Лиза тоном старшей поучающей сестры обратилась ко мне:
— Нина, в ГПУ без вины не берут, ты должна это усвоить. А потом, откуда мы знаем Ольгу хорошо?
— Неправда, я ее знаю, она невиновна. Когда мы были в Красноуральске и видели безобразия, которые там творились, мы обе переживали в равной степени. А разве ты, Лиза, осталась бы равнодушной? Трудно поверить — Ольга распространяла контрреволюционные идеи, деморализовала нашу среду и многое другое. Ну скажи, хоть слово правды есть в этом? Ольга и я — дети старых революционеров, мы выросли при советской власти, нас воспитала школа, пионеры, комсомол. Откуда у Ольги в 19–20 лет столько контрреволюционности? Разве можно поверить, что она в ее годы настолько опасный для общества человек, что ее нужно посадить в тюрьму? Если с тобой или со мной случится что-либо подобное, нас так же заклюют.
Лиза поднялась:
— Хватит, замолчи, ГПУ лучше нас с тобой знает, что делает, а тебе я советую быть аккуратнее, за язык тебя никто не тащит. Пошли обедать и поедем ко мне заниматься.
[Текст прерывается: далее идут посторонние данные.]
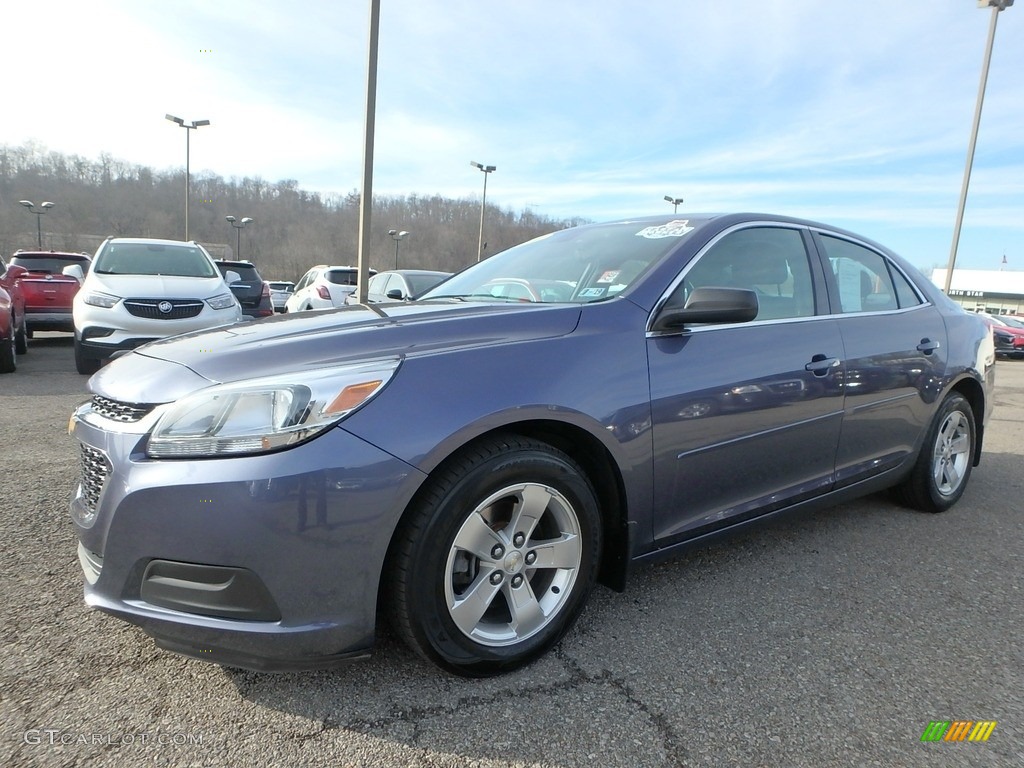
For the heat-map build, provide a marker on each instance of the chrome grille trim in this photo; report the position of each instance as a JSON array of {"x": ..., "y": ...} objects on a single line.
[
  {"x": 117, "y": 411},
  {"x": 151, "y": 308},
  {"x": 95, "y": 469}
]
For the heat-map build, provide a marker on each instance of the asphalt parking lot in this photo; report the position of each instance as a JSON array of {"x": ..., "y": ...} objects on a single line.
[{"x": 828, "y": 639}]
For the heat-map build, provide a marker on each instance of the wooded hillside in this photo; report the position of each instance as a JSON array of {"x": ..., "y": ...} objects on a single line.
[{"x": 293, "y": 229}]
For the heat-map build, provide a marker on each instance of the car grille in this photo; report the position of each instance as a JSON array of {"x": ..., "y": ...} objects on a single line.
[
  {"x": 95, "y": 470},
  {"x": 164, "y": 308},
  {"x": 117, "y": 411}
]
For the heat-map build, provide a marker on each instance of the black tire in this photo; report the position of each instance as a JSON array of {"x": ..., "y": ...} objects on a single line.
[
  {"x": 942, "y": 470},
  {"x": 440, "y": 566},
  {"x": 8, "y": 357},
  {"x": 85, "y": 366},
  {"x": 22, "y": 338}
]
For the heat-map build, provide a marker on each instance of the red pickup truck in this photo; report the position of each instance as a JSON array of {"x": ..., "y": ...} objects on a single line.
[{"x": 47, "y": 292}]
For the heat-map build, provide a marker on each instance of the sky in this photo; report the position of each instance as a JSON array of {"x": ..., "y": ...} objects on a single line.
[{"x": 855, "y": 113}]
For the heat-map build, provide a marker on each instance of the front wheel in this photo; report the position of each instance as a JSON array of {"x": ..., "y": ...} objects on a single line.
[
  {"x": 497, "y": 557},
  {"x": 940, "y": 475},
  {"x": 22, "y": 338}
]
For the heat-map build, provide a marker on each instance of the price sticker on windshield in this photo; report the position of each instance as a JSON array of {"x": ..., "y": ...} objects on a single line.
[{"x": 675, "y": 228}]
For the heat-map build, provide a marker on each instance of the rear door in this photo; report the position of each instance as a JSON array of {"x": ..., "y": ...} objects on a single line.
[
  {"x": 895, "y": 347},
  {"x": 747, "y": 417}
]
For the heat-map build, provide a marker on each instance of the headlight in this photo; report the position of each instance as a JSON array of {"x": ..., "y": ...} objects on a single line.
[
  {"x": 262, "y": 415},
  {"x": 221, "y": 301},
  {"x": 100, "y": 299}
]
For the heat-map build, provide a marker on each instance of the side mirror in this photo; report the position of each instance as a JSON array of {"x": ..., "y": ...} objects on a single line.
[
  {"x": 74, "y": 270},
  {"x": 710, "y": 305}
]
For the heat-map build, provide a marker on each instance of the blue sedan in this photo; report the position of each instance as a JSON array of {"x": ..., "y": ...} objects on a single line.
[{"x": 471, "y": 464}]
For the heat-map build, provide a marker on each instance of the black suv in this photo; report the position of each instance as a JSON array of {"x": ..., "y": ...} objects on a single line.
[{"x": 252, "y": 291}]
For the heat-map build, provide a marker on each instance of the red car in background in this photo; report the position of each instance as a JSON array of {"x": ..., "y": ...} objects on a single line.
[
  {"x": 1008, "y": 337},
  {"x": 13, "y": 338},
  {"x": 48, "y": 293}
]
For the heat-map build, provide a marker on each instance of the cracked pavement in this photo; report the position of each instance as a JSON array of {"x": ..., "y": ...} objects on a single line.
[{"x": 824, "y": 639}]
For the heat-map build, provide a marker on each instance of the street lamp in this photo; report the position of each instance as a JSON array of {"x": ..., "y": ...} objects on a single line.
[
  {"x": 396, "y": 237},
  {"x": 996, "y": 6},
  {"x": 238, "y": 231},
  {"x": 188, "y": 128},
  {"x": 486, "y": 169},
  {"x": 39, "y": 226}
]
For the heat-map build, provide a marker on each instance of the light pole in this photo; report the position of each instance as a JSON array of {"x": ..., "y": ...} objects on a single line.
[
  {"x": 486, "y": 169},
  {"x": 396, "y": 237},
  {"x": 238, "y": 231},
  {"x": 39, "y": 226},
  {"x": 188, "y": 128},
  {"x": 996, "y": 6}
]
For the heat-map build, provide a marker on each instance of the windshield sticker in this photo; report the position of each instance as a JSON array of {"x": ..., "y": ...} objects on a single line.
[{"x": 673, "y": 229}]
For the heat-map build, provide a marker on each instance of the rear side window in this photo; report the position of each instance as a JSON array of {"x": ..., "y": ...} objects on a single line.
[
  {"x": 864, "y": 280},
  {"x": 48, "y": 264},
  {"x": 342, "y": 276}
]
Без Ольги мне было невыносимо грустно, я очень тосковала. На ее месте сидел уже кто-то другой. «Холмик земли как будто рос над ее могилой».
Все об Ольге как будто забыли, кроме старосты нашей группы. Очень странный человек, который для всех был загадкой, так как никто не мог понять, откуда он взялся. Говорил он только по-украински, причем, с таким сильным западноукраинским акцентом, что иногда даже мне было трудно его понять. Перебежал он с западной Украины (тогда эта часть была заграницей), скрывался несколько месяцев где-то в зарослях не то пшеницы, не то подсолнухов, как он мне как-то сам рассказывал, пока не решил объявиться властям. Как попал он в наш институт, понятия не имею. Было ему лет 40 с хвостиком, все допытывался у меня:
— Та скажи ж ты мени, що вы там з Ольгой болтал?
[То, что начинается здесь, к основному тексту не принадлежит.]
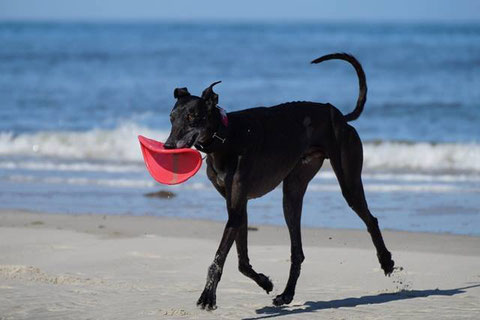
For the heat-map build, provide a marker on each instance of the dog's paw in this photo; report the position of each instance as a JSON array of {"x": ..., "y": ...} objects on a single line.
[
  {"x": 282, "y": 299},
  {"x": 387, "y": 263},
  {"x": 207, "y": 300},
  {"x": 265, "y": 282},
  {"x": 388, "y": 267}
]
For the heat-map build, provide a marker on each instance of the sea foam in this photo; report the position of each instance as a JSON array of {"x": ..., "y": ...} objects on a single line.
[{"x": 121, "y": 145}]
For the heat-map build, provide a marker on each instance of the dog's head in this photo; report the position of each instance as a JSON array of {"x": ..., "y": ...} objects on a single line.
[{"x": 193, "y": 119}]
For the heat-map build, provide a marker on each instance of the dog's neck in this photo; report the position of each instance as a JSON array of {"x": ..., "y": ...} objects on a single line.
[{"x": 218, "y": 138}]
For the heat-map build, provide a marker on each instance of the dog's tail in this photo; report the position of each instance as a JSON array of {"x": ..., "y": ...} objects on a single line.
[{"x": 362, "y": 81}]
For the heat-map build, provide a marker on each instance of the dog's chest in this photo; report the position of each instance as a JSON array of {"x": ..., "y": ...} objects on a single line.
[{"x": 217, "y": 171}]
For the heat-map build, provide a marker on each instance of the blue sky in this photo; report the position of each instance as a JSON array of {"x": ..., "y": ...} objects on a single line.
[{"x": 245, "y": 10}]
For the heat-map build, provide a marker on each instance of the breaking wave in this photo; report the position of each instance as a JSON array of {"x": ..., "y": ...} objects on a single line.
[{"x": 121, "y": 145}]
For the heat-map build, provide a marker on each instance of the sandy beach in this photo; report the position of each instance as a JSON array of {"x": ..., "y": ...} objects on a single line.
[{"x": 55, "y": 266}]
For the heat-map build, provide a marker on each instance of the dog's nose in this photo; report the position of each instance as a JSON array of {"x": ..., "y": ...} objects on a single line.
[{"x": 169, "y": 145}]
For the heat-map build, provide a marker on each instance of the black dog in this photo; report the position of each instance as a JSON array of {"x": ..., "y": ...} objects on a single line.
[{"x": 250, "y": 152}]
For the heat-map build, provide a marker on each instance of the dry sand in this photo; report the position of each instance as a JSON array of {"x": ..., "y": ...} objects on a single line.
[{"x": 118, "y": 267}]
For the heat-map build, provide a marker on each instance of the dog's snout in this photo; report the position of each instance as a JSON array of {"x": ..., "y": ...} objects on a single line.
[{"x": 169, "y": 145}]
Писал, читал и говорил он настолько неграмотно, что трудно было понять, как он сумел окончить институт. В то время как все в институте старались приодеться, он ходил в подчеркнуто старой потрепанной одежде «под пролетария». В заношенных до неприличия брюках, темных, черных или серых рубашках на выпуск и засаленных потрепанных пиджаках. Но деньги у него были, это знали все, он никогда ни в чем себе не отказывал.
Наконец я не выдержала и заявила ему:
— Знаешь, на тебя тошно смотреть, пошли покупать тебе костюм.
Так он переоделся в темно-синий костюм, приличную рубашку, но все равно сморкался, прижав одну ноздрю пальцем. Был он один из самых больших активистов, и даже под конец учебы умудрился вступить в партию. Парторгом нашей группы был тоже, под стать ему, очень неприятный тип, товарищ Кутаев, они крепко дружили. Вначале они занимали одну кабинку вдвоем, потом их разлучили. И вдруг после ареста Оли они оба стали ко мне очень внимательны, но Кутаев никогда, ни разу не спросил об Ольге. В то время как Гришка непрерывно приставал ко мне с вопросами.